Determining which immunological mechanisms contribute to the development of broad neutralizing antibodies (bNAbs) during HIV-1 infection is a major goal to inform vaccine design. Using samples from a longitudinal HIV-1 acute infection cohort, we found key B cell determinants within the first 14–43 days of viremia predict the development of bNAbs years later. Individuals who develop neutralization breadth had significantly higher B cell engagement with the autologous founder HIV Envelope (Env) within 1 month of initial viremia. A higher frequency of founder Env-specific naïve B cells was associated with increased B cell activation and differentiation, and predictive of bNAb development. These data demonstrate that the initial B cell interaction with the founder HIV Env is important for the development of broadly neutralizing antibodies, and provide evidence that events within HIV acute infection lead to downstream functional outcomes. Interrogating how HIV-infected patients develop broadly neutralizing antibodies can inform vaccine design. Townsley et al. show that elevated B cell interactions with the HIV founder envelope glycoprotein within the first month of infection lead to increased B cell activation and differentiation, which predict development of neutralization breadth years later.

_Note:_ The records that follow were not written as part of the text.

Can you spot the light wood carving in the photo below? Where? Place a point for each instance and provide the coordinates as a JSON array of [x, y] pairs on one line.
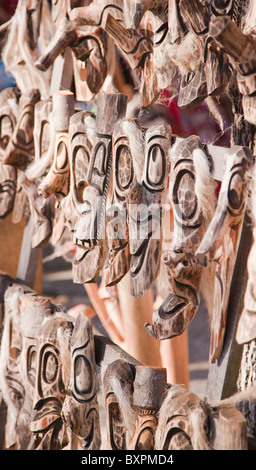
[[80, 408], [221, 240], [20, 149], [183, 272], [144, 202], [8, 179], [90, 228]]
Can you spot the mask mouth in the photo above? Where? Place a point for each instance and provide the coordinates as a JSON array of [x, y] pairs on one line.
[[172, 317]]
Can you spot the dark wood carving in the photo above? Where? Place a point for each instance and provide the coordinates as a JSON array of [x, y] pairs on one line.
[[241, 49], [144, 202], [221, 240], [89, 51], [117, 382], [20, 149], [183, 272], [47, 427], [8, 179], [57, 179], [118, 258], [176, 428], [81, 409], [90, 228], [134, 44], [149, 390]]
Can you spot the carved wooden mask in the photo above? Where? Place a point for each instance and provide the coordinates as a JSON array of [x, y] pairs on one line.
[[8, 177], [12, 381], [20, 149], [221, 240], [47, 426], [80, 409], [145, 200], [118, 374], [90, 228], [118, 259], [183, 271], [176, 430]]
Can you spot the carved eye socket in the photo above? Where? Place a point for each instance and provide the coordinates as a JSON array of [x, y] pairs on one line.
[[61, 156], [31, 364], [222, 7], [25, 130], [6, 130], [184, 195], [124, 168], [100, 159], [221, 3], [156, 167], [50, 367], [83, 377], [236, 191], [81, 164], [44, 138]]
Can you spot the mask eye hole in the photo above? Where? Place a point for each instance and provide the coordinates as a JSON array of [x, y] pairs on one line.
[[124, 168], [81, 164], [50, 367], [184, 195]]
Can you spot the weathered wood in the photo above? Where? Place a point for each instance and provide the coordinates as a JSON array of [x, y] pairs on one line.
[[90, 228], [134, 44], [177, 430], [145, 211], [183, 273], [89, 56], [240, 47], [222, 376], [118, 384], [118, 258], [196, 15], [8, 179], [20, 149], [95, 13], [193, 88], [41, 212], [57, 179], [29, 257], [52, 373], [81, 409], [232, 430], [138, 8], [221, 240], [149, 389]]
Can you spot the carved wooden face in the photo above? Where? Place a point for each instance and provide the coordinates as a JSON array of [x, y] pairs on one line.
[[222, 7], [177, 434], [183, 271], [118, 259], [86, 185], [90, 228], [49, 392], [81, 408], [12, 381], [42, 128], [121, 372], [145, 249], [90, 64], [20, 149], [220, 242], [8, 173]]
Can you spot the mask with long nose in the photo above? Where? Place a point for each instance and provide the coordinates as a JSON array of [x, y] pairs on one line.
[[182, 270]]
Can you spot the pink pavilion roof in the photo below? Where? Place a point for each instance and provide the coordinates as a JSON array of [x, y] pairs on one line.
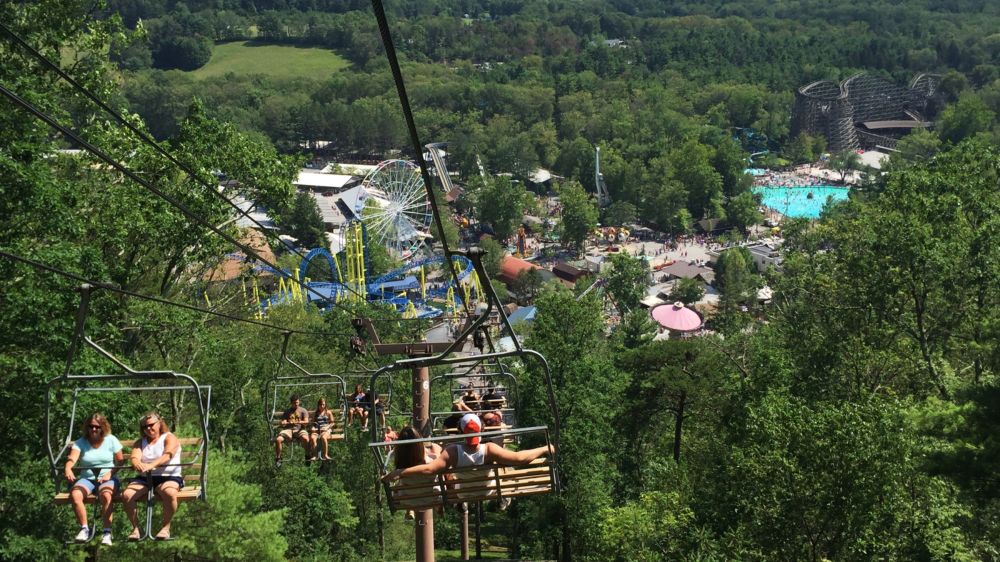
[[676, 317]]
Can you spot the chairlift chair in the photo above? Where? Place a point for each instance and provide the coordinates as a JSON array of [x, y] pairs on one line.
[[484, 482], [194, 449]]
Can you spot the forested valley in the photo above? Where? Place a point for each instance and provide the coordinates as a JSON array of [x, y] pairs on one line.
[[853, 419]]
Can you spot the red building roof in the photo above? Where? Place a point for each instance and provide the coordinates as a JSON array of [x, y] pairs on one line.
[[510, 267]]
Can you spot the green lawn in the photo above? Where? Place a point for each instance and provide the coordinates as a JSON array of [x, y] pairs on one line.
[[279, 61]]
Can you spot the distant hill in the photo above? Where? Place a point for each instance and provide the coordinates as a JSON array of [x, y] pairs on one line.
[[279, 61]]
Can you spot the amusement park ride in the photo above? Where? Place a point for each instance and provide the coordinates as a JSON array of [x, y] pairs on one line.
[[399, 217]]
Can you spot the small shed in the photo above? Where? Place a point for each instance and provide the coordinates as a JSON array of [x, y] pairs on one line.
[[567, 272], [511, 267]]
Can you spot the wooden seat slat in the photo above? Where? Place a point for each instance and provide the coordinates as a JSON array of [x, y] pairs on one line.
[[531, 480]]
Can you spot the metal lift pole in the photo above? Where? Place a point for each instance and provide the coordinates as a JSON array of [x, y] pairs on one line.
[[424, 528]]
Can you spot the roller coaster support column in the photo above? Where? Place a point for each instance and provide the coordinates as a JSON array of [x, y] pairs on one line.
[[424, 528]]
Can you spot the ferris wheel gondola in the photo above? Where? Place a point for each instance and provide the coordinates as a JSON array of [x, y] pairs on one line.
[[398, 214]]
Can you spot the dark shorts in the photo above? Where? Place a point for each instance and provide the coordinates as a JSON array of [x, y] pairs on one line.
[[155, 481]]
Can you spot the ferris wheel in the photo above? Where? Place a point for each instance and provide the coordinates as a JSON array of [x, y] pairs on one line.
[[400, 215]]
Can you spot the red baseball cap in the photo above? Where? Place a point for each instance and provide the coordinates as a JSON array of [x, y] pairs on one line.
[[470, 423]]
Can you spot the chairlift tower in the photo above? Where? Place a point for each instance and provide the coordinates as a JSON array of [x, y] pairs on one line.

确定在HIV - 1感染期间哪些免疫机制有助于广谱中和抗体（bNAbs）的产生是为疫苗设计提供依据的一个主要目标。利用来自一个HIV - 1急性感染纵向队列的样本，我们发现在病毒血症出现后的前14 - 43天内的关键B细胞决定因素可预测数年后bNAbs的产生。产生中和广度的个体在初次病毒血症的1个月内，其B细胞与自体始祖HIV包膜蛋白（Env）的结合显著更高。始祖Env特异性初始B细胞频率越高，与B细胞活化和分化的增加相关，并可预测bNAb的产生。这些数据表明，初始B细胞与始祖HIV Env的相互作用对于广谱中和抗体的产生很重要，并提供证据表明HIV急性感染期间的事件会导致下游的功能性结果。 探究HIV感染患者如何产生广谱中和抗体可为疫苗设计提供信息。汤斯利等人表明，在感染的第一个月内B细胞与HIV始祖包膜糖蛋白的相互作用增强会导致B细胞活化和分化增加，这可预测数年后中和广度的产生。